III. Konstantes
und variables Kapital
Aus der voraufgegangenen
Darstellung der Marxschen Mehrwerttheorie und der Kritik der „Lehre" vom Werte
der Arbeit ergibt sich, daß das Kapital ein bestimmtes soziales Verhältnis
zwischen der Arbeiterklasse und der Kapitalistenklasse in sich schließt.
Dieses Verhältnis ist aber kein Verteilungsverhältnis schlechthin, denn dann
gäbe es keinen grundsätzlichen Gegensatz zwischen Proletariat und Bourgeoisie.
Im Kampfe um die Verteilung eines sogenannten „Sozialprodukts" der drei
Produktionsfaktoren und Produktionsagenten könnte sogar Interessengemeinschaft
der Industriekapitalisten und der Arbeiter gegenüber den Handelskapitalisten,
Bankiers usw. offenbar werden, so z. B. haben die Industriekapitalisten und
die Arbeiter das gemeinsame Interesse, daß vom gesamten Produkt den
Handelskapitalisten usw. ein möglichst kleiner Teil zufällt, weil dann der
für die „Verteilung" unter Unternehmer und Arbeiter zur Verfügung stehende
Teil um so größer sein wird. Die Verteilungsauffassung schließt also
grundlegende Klassengegensätze aus.
Das Kapitalverhältnis ist
aber ein grundsätzlicher, unversöhnlicher und unüberbrückbarer
Klassengegensatz, der nur vom Marxschen Standpunkte aus erklärt und verstanden
werden kann. In der bürgerlichen Gesellschaftsordnung ist der
Lohnarbeiter kein selbständiger Produzent, er ist auch kein
gleichberechtigter Teilnehmer im
kapitalistischen Produktionsprozeß: seine Arbeitskraft gehört im
Produktionsprozesse nicht ihm, sondern dem Kapitalisten, dem er sie verkauft
hat. Er erhält vom Kapitalisten den Wert seiner Arbeitskraft in der Form des
Arbeitslohnes. Während des Arbeitsprozesses produziert der Arbeiter einen
neuen Wert, der dem Kapitalisten von vornherein gehört, von dem also nicht
der mindeste Bruchteil dem Arbeiter gehören kann. Ein Teil dieses neuen
Wertes ersetzt dem Kapitalisten den ausgezahlten oder den auszuzahlenden
Arbeitslohn, also den Wert der Arbeitskraft, der andere Teil bildet den
Mehrwert, der sich in verschiedene Einkommensformen der einzelnen Gruppen der
gesamten Ausbeuterklasse spaltet — Profit, Zins, Rente. Die letzte Quelle
alles Einkommens ist die Arbeit und nur die Arbeit. Damit ist der
grundsätzliche Klassengegensatz zwischen Proletariat und Bourgeoisie
aufgedeckt: die Existenz der Bourgeoisie beruht auf Aneignung der fremden,
unbezahlten Arbeit des Proletariats. Das Kapitalverhältnis ist also kein
Verteilungs-, sondern ein Ausbeutungsverhältnis.
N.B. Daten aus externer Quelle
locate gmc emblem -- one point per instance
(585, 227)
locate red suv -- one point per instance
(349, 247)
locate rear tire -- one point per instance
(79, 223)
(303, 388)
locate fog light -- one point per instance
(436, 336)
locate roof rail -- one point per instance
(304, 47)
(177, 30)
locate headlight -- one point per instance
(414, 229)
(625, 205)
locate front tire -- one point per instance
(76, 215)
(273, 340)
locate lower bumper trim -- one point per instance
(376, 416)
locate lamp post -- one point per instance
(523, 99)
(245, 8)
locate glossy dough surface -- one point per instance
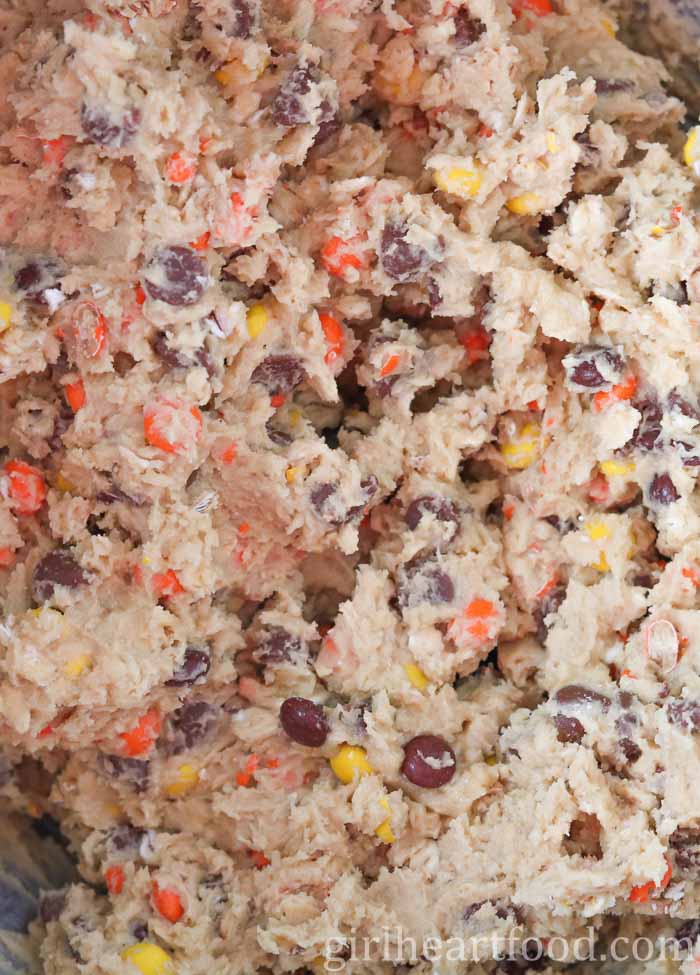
(349, 538)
Die bürgerliche Oekonomie,
insbesondere die Vulgärökonomie, sucht das Wesen des Kapitalverhältnisses, die
Ausbeutung der Lohnarbeit, zu verschleiern. Lehnt sie die Marxsche Lehre vom
Werte der Arbeitskraft ab, spricht sie vom Werte der Arbeit und faßt Arbeit,
Kapital und Boden als drei selbständige Einkommensquellen auf, — so muß sie
notwendigerweise zu der Schlußfolgerung kommen, daß das Kapital, also Geld,
Maschinen, Rohstoffe usw., die Eigenschaft besitzt, Profit abzuwerfen. Wie,
auf welche Weise und auf Grundlage welcher objektiven Prozesse diese
Vorstellung entsteht, werden wir erst im sechsten Hefte unseres Kurses, nach
der Untersuchung der Zirkulationsprozesse des Kapitals, verstehen können.
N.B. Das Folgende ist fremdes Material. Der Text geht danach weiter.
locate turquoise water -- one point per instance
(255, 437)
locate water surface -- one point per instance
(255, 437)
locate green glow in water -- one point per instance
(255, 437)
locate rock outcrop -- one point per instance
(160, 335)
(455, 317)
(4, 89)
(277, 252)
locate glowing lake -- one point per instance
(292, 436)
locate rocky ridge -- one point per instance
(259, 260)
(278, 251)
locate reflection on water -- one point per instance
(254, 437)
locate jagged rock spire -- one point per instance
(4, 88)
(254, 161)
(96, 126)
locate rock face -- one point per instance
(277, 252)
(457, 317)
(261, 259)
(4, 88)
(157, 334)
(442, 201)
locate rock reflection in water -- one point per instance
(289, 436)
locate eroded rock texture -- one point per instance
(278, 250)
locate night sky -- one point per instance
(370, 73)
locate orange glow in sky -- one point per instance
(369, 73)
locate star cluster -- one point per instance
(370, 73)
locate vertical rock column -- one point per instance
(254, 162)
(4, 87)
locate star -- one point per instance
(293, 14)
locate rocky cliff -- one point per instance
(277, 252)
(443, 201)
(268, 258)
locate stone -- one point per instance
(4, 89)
Vorläufig wollen wir uns nur mit der Kritik einer sehr wichtigen Seite dieser
Vorstellung befassen, und zwar mit der Frage, ob überhaupt Maschinen,
Rohstoffe, also tote Sachen, Produktionsmittel, einen Wert, also auch
Mehrwert, Profit schaffen können. Denn die bürgerliche Oekonomie betrachtet
als Kapital nur die sachlichen Bedingungen des Produktionsprozesses, nicht
aber die Arbeitskraft.
In der Wirklichkeit besteht
das fungierende*, das im Produktionsprozeß sich befindende Kapital nicht nur
aus Produktionsmitteln, sondern auch aus der dem Kapitalisten verkauften
Arbeitskraft. Indem der Kapitalist sein Geld in Kapital verwandelt, verwandelt
er es in Produktionsmittel und Arbeitskraft, in sachliche und persönliche
Faktoren des Produktionsprozesses. Die vom Kapitalisten gekaufte Arbeitskraft
gehört jetzt ihm, nicht mehr dem Arbeiter, sie bildet einen Bestandteil seines
produktiven Kapitals. Die verschiedenen Bestandteile des Kapitals spielen aber
ganz verschiedene Rollen.
„Die verschiedenen Faktoren des
Arbeitsprozesses nehmen verschiedenen Anteil an der Bildung des
Produktenwertes.
Der Arbeiter setzt dem Arbeitsgegenstand neuen
Wert zu durch Zusatz eines bestimmten Quantums von Arbeit, abgesehen vom
bestimmten Inhalt, Zweck und technischen Charakter seiner Arbeit. Anderseits
finden wir die Werte der verzehrten Produktionsmittel wieder als Bestandteile
des Produktenwertes, z. B. die Werte von Baumwolle und Spindel im Garnwert.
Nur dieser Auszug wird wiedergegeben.